Photo by John Harada, courtesy of the Frank Abe Collection
Seattle, November 25, 1978. The first large public Day of Remembrance. Participants gathered before forming a caravan to retrace the route to the Puyallup Assembly Center.
Courtesy of CSU Japanese American Digitization Project
Participants recreated the 1942 removal by organizing a caravan to the former incarceration site. The drive retraced the route families once took under military orders.
The First Day of Remembrance
The first large public Day of Remembrance event was held on November 25, 1978, in Seattle. It was organized to reignite the Japanese American redress movement, which had stalled.
Participants retraced the journey to the Puyallup Assembly Center, recreating the forced removal with a caravan of trucks and cars. What began as commemoration became something deeper.
Something shifted.
Survivors who had long buried their memories began to speak. Some shared their incarceration experiences publicly for the first time. Children and grandchildren heard stories that had never been told at home. Silence gave way to testimony.
A Movement Spreads
Portland followed just a few months later in February 1979. Other cities, including San Francisco and Los Angeles, quickly joined the movement.
Across the country, communities began holding their own commemorations. Many made them official. In 1986, California Governor George Deukmejian declared February 19 a Day of Remembrance. Idaho has marked the day since the early 2000s.

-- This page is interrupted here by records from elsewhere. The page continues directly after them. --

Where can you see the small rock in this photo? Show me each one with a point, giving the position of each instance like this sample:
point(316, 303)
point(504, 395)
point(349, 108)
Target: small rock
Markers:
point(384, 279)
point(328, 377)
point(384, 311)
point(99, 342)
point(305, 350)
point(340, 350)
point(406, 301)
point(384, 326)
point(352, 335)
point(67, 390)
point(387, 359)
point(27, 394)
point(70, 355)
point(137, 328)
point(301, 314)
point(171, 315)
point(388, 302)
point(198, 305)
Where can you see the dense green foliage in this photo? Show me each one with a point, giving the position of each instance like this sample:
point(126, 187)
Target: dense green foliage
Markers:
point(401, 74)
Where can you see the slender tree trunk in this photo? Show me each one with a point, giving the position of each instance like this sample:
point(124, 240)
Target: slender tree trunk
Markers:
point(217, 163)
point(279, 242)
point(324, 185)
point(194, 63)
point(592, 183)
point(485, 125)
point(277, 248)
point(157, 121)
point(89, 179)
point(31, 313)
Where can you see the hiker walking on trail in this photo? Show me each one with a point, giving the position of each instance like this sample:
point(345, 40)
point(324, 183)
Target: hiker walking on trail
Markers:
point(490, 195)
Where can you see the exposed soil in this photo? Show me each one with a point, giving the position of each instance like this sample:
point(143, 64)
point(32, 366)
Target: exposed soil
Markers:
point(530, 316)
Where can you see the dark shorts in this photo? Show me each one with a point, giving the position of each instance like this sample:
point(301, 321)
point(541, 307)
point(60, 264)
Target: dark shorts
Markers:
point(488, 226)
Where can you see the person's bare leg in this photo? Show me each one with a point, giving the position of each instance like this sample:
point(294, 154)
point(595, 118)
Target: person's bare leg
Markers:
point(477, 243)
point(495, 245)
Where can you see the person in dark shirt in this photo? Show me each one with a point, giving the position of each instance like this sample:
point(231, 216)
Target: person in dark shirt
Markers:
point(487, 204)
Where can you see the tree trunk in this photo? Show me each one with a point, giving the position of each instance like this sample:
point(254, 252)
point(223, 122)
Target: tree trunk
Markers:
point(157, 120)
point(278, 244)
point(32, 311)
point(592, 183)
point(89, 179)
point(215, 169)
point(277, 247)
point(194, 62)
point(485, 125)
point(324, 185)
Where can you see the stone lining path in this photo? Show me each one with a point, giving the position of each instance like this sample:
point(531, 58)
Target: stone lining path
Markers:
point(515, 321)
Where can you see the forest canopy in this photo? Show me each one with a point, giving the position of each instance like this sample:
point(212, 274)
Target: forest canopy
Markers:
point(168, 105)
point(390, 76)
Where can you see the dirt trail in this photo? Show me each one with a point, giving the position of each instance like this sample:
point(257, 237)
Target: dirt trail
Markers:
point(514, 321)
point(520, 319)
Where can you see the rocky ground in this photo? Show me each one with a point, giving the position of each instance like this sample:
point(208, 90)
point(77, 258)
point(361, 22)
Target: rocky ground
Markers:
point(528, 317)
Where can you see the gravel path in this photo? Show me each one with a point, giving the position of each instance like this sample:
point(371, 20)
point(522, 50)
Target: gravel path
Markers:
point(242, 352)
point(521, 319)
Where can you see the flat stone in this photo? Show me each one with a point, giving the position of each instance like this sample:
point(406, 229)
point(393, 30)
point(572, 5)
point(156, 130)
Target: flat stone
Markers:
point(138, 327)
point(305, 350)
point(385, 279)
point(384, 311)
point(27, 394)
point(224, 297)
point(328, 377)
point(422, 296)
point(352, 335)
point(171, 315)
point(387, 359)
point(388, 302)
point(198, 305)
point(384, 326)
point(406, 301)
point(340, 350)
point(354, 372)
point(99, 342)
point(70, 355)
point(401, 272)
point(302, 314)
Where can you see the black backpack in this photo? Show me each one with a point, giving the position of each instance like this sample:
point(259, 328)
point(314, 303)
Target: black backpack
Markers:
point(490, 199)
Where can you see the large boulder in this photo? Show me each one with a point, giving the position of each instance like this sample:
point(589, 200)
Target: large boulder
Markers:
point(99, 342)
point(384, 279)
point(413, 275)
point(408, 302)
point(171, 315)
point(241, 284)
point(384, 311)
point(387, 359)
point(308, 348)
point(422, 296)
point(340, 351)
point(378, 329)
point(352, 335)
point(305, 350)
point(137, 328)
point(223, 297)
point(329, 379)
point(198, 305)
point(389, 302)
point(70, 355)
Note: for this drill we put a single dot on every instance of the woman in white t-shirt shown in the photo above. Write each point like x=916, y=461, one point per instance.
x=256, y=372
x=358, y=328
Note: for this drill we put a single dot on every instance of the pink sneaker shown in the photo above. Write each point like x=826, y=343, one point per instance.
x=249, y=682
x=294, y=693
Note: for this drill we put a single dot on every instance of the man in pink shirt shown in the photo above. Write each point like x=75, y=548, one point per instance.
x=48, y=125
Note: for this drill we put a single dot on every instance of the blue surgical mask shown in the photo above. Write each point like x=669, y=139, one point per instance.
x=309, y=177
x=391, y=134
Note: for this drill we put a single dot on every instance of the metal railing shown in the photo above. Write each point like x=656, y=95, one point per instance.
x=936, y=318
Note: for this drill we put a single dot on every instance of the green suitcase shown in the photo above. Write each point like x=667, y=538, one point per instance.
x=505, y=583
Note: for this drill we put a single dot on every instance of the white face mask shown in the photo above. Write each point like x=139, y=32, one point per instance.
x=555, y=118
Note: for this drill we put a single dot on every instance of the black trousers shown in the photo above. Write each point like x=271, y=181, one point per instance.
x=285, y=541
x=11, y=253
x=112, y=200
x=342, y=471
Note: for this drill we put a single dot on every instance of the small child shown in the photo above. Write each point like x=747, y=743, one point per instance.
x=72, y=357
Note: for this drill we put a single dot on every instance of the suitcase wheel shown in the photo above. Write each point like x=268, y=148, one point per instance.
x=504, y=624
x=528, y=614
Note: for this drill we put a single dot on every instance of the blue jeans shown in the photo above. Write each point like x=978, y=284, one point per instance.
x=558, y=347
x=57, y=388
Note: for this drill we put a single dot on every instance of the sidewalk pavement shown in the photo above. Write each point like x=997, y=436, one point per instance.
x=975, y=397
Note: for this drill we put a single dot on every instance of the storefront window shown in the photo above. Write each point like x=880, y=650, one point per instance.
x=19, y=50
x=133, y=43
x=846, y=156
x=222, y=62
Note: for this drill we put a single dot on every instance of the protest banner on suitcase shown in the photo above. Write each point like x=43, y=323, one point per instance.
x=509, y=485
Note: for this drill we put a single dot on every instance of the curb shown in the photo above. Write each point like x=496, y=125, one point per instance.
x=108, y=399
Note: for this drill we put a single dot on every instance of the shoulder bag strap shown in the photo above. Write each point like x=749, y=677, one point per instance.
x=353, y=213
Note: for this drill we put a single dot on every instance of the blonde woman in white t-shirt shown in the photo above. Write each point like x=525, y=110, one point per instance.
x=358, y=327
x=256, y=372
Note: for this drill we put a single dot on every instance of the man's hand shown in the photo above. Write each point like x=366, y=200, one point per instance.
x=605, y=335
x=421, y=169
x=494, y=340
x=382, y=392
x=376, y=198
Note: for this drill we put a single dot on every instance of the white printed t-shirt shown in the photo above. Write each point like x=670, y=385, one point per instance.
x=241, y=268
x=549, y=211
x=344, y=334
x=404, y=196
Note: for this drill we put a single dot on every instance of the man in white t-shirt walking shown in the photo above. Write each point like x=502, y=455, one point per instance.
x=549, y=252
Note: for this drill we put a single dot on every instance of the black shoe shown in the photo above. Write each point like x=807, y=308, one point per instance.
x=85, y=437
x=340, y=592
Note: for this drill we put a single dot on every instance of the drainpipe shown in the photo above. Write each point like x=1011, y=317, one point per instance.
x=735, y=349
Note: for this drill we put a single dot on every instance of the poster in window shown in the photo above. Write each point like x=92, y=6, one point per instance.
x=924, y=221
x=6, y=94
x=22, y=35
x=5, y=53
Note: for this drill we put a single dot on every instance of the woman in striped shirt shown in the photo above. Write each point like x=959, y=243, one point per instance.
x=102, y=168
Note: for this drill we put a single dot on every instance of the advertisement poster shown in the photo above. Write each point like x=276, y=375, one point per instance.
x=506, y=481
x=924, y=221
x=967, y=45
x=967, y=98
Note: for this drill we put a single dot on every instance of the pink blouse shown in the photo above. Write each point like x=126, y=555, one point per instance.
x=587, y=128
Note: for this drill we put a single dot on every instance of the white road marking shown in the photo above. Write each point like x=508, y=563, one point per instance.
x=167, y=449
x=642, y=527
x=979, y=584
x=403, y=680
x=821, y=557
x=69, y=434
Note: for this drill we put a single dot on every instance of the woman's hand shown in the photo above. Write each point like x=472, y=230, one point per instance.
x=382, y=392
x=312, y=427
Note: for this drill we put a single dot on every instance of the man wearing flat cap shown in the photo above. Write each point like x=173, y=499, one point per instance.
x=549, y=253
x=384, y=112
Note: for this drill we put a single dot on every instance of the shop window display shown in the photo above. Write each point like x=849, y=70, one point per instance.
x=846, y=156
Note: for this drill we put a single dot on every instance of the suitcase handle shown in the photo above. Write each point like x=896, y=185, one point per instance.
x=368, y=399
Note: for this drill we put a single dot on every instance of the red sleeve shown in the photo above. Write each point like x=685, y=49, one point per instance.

Utah has recorded observances dating back to 2005. Alaska’s earliest recorded event was in 2016. Colorado held public commemorations by 2013, and in 2022 the Amache National Historic Site Act established the former incarceration site as a national park. Arizona has recorded events in recent years as well.
These gatherings were not symbolic holidays. They became platforms for education, accountability, and civic engagement.
Courtesy of Densho, Kinoshita Family Collection
Seattle Mayor Charles Royer signs the nation’s first Day of Remembrance proclamation, with JA leaders including Cherry Kinoshita (second from right), November 1978.
Courtesy of the Japanese American Museum of Oregon
Portland, February 17, 1979. Just months after Seattle’s first Day of Remembrance, Oregon held its own public commemoration. It was becoming a movement.
Ronald Reagan Presidential Library and Museum/NARA
August 10, 1988. President Ronald Reagan signed the Civil Liberties Act, formally apologizing for the incarceration of Japanese Americans and authorizing reparations.
Official White House Photo by Eric Scott
President Joe Biden signed Proclamation 10341, formally designating February 19 as the national Day of Remembrance of Japanese American Incarceration during World War II.
Remembering Matters
Within ten years of that first Day of Remembrance, the Civil Liberties Act of 1988 passed, offering a formal apology and reparations to surviving incarcerees. Public testimony from survivors helped galvanize the redress movement.
The country did not change overnight. But it began, slowly, to admit what had happened.
President Joe Biden signed Proclamation 10341 on February 18, 2022 — the day before the 80th anniversary of the signing of Executive Order 9066.
Today, Day of Remembrance events are no longer limited to the Western United States. Observances take place in Alaska, Chicago, Philadelphia, New York City, New England, and beyond. February 19 is now formally recognized nationwide. Because we refuse to forget.